Why ransomware is more selective and financially damaging in Latin America | #malware | #ransomware

Ransomware attacks are forecast to become increasingly selective and damaging in post-pandemic Latin America, with criminals primarily selecting companies with proven financial payment capability and/or active cyber insurance policies.

Such refinement of data hijacking attacks is one of the main security trends for 2022 in the region according to Fábio Assolini, senior security analyst at Kaspersky.

“From 2017 onwards, attacks were widespread, with not much cherry-picking from criminals. Today they are more selective, and noisy. And they evolved, adopting different attack techniques, such as APT [advanced persistent threat]. They raised the bar, they’re choosing the victims,” Assolini told BNamericas.

According to the analyst, if on one hand the pandemic forced rapid digitization, with a geographically distributed workforce, it also opened up many areas of vulnerability and sensitive entry points for attacks.

One of these entry points is the remote access protocol used by employees to connect to the company server.

Brazil, Mexico and Peru are, according to Assolini, the three main hotbeds of cybercriminals in Latin America, from where attacks are generated both targeting companies and individuals domestically as well as other countries in the region.

Although with diversified activity, each of these countries, according to the analyst, are more “specialized” in a particular modality of cybercriminal activity, from ransomware to PC malware to DDOs.

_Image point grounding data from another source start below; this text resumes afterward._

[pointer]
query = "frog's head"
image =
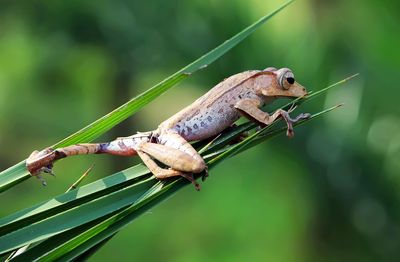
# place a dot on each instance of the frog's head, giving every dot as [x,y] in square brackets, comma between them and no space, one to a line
[282,84]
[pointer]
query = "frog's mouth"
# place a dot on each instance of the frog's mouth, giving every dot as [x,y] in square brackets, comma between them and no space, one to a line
[296,90]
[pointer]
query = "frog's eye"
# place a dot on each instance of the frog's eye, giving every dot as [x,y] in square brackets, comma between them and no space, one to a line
[285,78]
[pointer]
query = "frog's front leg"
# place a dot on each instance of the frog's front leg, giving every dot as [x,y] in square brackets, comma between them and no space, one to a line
[250,109]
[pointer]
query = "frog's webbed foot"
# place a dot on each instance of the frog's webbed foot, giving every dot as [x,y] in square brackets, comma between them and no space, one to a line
[290,121]
[190,177]
[205,174]
[42,162]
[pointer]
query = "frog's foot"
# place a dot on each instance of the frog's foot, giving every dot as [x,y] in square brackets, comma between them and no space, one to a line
[290,121]
[42,161]
[190,177]
[205,174]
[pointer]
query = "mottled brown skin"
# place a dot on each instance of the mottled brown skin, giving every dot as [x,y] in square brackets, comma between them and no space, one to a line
[239,95]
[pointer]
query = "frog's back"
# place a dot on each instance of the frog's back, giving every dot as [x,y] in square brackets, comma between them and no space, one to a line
[212,112]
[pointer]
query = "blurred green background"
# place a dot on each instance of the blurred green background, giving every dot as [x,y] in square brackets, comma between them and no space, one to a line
[329,194]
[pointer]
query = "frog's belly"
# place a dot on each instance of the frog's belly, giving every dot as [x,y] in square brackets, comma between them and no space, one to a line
[206,125]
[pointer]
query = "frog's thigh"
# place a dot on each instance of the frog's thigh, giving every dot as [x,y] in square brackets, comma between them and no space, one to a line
[158,172]
[173,157]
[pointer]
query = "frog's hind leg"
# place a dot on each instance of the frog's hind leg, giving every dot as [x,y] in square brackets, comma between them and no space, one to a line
[43,161]
[162,173]
[175,152]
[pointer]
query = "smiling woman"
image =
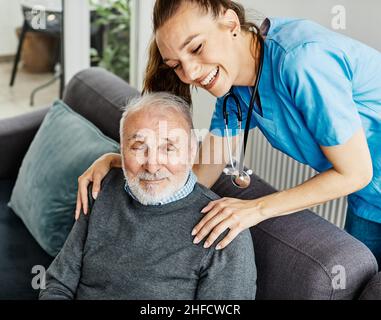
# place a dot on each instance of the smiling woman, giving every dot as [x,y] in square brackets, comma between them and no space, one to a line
[207,58]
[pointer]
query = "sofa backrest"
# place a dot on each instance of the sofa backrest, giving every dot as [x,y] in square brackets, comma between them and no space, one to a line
[100,97]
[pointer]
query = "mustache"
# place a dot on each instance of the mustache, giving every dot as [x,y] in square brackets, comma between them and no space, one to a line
[149,176]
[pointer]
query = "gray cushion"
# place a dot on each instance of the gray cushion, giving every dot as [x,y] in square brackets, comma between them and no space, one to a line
[299,256]
[45,192]
[19,252]
[99,96]
[372,290]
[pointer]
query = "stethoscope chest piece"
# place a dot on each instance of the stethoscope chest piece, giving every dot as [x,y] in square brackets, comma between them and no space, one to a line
[240,180]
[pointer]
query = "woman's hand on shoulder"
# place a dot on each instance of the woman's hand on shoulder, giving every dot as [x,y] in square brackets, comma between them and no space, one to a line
[94,174]
[226,213]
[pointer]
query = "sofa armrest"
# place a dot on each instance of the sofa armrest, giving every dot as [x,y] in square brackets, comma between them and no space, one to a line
[16,134]
[303,256]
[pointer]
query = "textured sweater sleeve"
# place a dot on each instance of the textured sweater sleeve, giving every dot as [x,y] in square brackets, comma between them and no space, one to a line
[230,273]
[62,277]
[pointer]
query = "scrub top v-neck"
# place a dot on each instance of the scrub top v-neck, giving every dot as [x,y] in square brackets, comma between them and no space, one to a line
[317,89]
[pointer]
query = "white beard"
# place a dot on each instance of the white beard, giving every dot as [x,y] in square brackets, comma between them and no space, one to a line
[151,195]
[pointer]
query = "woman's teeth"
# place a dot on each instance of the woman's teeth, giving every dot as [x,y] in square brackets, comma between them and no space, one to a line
[210,77]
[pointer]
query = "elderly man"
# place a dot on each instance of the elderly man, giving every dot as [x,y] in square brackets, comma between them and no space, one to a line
[137,242]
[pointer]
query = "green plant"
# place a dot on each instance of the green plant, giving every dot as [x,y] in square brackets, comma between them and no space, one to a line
[114,16]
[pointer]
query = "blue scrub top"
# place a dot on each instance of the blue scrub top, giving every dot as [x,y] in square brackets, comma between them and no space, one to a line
[317,89]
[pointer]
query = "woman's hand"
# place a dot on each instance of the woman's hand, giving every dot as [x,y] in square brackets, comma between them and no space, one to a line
[226,213]
[94,174]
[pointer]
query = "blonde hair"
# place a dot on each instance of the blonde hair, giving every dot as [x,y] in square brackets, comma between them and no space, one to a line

In any case, he says cybercriminals in Latin America are more immediate than those in other regions, primarily seeking quick financial gains from their attacks.

The depreciation of local currencies against the dollar should even accelerate the sale on international platforms of stolen data that make sense to external buyers, he said.


Assolini claims it is difficult to estimate how much industries have lost with attacks, especially when it comes to ransomware. The reason is that ransom payments are not made public.

The analyst claims that the “large majority” of companies that have their operations paralyzed or their data hijacked end up paying criminals.

While the payment is understandable, given the urgency to resume critical operations such as payment systems and bank loans, for example, Assolini says payment is not recommended for two reasons.

“Firstly, because in the case of data sequestration, there is no guarantee that even after payment the cybercriminal will not make use of the information, selling it on the deep web, for example.”

“Secondly, because this payment is often not accompanied by corrective measures, such as verification of vulnerabilities by companies.”


Other points of concern for next year, in Kaspersky’s view, are the increased digitization of banking.

One example cited by the analyst is open banking, the combined and shared database of customers’ data to foster competition among different players in the financial ecosystems, lowering prices for end-customers.

According to Assolini, despite the assured reliability of the central bank-managed system, some of the applications programming interfaces (APIs) of companies that will connect to the open banking platform in Brazil cannot be considered totally secure.

Kaspersky also views as critical 2022 trends the consolidation and development of advanced banking trojans and remote access trojans (RATs) for Android; the exploitation of PoS (points of sale) market vulnerabilities; and more scams with crypto coins.

Others are the growth in certain state-sponsored activities, with targeted attacks, primarily from abroad, to obtain information for third parties and countries allied to the attackers, as well as for countries that are rivals to Latin America.